Most Animal Friendly Diet?

April 20th, 2014
animals, morality, veg
If you ordered all the world's diets from least harmful to most harmful with regard to animals, the vegetarian and vegan diets would be towards the less harmful end. But there are many cases where a diet involving animal products is going to involve less animal suffering than another diet that doesn't. For example, compare eating crops grown with saturation pollination to eating honey. Honey is an animal product, and the bees do suffer when you take the honey from them, but it looks to me like saturation pollination is much worse. With most kinds of honey the bees are mostly free to do whatever they want, eat wherever they please, and come back to the hive on their own.

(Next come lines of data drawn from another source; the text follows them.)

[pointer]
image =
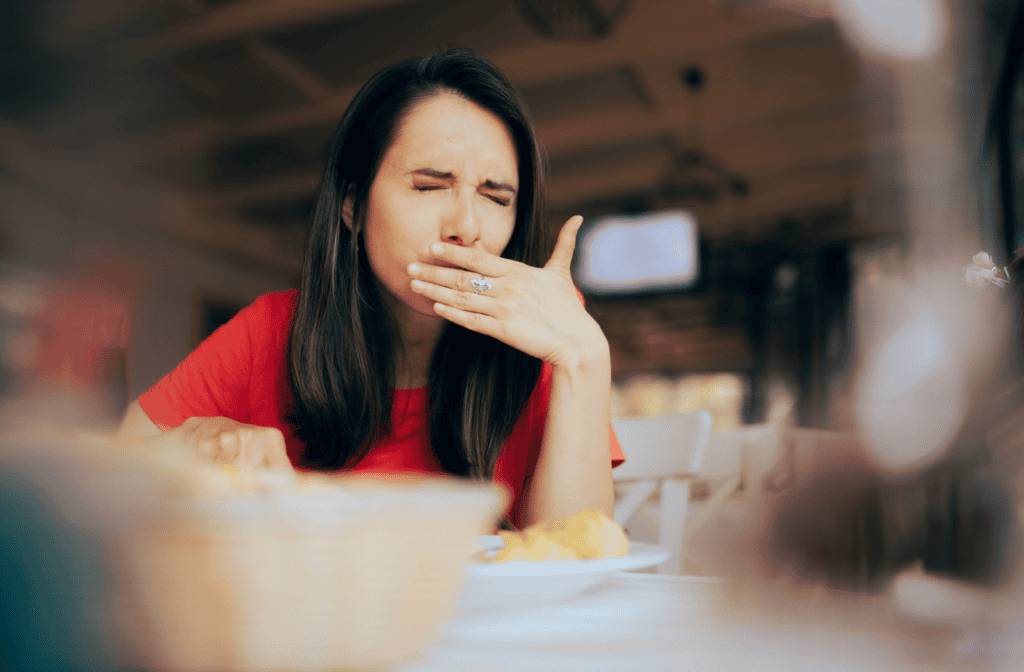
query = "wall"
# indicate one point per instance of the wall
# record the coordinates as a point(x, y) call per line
point(39, 234)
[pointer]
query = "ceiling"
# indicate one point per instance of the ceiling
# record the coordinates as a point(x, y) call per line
point(230, 103)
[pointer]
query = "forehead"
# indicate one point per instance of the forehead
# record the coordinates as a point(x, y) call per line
point(448, 132)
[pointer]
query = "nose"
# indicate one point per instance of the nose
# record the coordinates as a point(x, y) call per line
point(461, 224)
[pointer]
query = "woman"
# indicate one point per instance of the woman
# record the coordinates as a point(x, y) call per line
point(429, 334)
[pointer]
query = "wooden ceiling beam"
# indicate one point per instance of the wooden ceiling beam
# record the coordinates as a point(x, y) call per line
point(290, 69)
point(251, 17)
point(609, 127)
point(275, 189)
point(101, 197)
point(846, 142)
point(652, 31)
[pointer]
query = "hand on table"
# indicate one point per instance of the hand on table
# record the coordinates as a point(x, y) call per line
point(222, 441)
point(536, 310)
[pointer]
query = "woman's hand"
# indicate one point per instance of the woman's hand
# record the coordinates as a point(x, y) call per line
point(536, 310)
point(222, 441)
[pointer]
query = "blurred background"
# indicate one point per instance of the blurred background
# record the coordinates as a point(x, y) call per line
point(162, 158)
point(167, 153)
point(780, 200)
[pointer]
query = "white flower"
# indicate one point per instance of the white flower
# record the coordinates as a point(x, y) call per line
point(984, 271)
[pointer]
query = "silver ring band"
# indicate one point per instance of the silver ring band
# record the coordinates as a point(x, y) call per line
point(480, 284)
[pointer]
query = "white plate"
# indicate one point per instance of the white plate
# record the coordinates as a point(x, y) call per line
point(499, 585)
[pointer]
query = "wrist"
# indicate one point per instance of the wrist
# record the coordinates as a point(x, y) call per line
point(591, 363)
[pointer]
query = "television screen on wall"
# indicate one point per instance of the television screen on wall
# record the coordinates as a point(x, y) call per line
point(637, 254)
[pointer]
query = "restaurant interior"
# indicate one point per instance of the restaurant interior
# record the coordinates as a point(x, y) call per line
point(782, 200)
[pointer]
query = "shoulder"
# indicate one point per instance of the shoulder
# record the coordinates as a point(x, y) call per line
point(279, 303)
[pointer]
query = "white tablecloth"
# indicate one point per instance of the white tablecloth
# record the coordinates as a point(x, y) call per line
point(642, 622)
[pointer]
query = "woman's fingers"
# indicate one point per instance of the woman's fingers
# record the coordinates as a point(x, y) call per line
point(473, 321)
point(466, 300)
point(476, 261)
point(222, 441)
point(561, 257)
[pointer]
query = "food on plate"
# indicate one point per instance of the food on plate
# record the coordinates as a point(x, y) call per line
point(587, 535)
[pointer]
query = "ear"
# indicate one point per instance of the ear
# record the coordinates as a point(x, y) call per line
point(347, 209)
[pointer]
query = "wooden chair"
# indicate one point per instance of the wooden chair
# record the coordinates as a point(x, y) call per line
point(666, 453)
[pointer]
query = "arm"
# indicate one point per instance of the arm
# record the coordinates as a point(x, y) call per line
point(573, 472)
point(538, 310)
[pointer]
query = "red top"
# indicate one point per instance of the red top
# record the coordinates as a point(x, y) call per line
point(241, 372)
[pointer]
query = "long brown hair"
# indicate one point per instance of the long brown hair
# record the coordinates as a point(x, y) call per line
point(342, 346)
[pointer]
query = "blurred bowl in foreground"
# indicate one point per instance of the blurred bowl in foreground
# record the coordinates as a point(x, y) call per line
point(355, 577)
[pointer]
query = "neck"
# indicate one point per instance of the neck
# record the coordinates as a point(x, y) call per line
point(418, 336)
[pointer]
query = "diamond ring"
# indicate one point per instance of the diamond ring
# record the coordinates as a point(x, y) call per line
point(480, 284)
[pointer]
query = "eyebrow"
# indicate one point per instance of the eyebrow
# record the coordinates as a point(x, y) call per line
point(439, 174)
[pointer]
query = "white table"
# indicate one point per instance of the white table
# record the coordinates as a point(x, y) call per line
point(641, 622)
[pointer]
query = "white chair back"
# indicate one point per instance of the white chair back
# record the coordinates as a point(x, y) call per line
point(662, 452)
point(749, 452)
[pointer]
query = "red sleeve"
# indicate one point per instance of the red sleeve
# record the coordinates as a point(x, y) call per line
point(213, 380)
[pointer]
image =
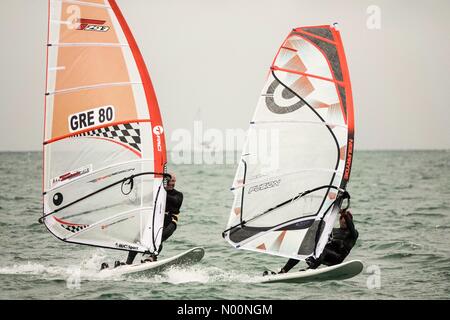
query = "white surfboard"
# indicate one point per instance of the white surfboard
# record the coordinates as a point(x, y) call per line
point(185, 258)
point(341, 271)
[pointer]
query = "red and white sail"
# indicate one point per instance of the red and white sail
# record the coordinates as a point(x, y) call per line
point(104, 146)
point(289, 209)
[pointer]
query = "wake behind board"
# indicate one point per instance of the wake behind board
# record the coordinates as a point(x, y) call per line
point(185, 258)
point(341, 271)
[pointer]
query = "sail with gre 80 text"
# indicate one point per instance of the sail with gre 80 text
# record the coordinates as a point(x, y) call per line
point(104, 146)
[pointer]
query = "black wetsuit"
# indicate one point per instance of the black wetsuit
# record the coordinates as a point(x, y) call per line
point(174, 200)
point(336, 250)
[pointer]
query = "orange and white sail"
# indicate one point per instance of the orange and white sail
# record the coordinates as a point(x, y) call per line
point(104, 146)
point(288, 207)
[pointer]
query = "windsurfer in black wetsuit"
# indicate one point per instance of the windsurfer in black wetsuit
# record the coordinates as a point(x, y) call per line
point(337, 249)
point(174, 200)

The beekeepers want to make sure there's enough nectar locally to support the bees so they avoid overcrowding. With saturation pollination, however, large numbers of bees are released in a small area to maximize pollination and crop yields. Yet because this doesn't involve eating animals or animal products it falls within the bounds of 'vegan'.

What would a diet that was designed to minimize animal suffering look like? Has anyone worked on this?

(I suspect this is a very hard problem. For example, let's say production of a certain food generally entails a large amount of rainforest destruction. This is clearly bad for the animals that live there, but its main effect is on animals that don't exist yet, the ones that won't be able to live there in the future because the land has been converted from fertile productive rainforest to much less productive crop land or even parking lots. If you think that animals in the wild generally have good lives then this is a bad thing, but if you think the typical life of a wild animal is mostly suffering then this habitat destruction is probably beneficial on balance and should be counted in the favor of the food in question.)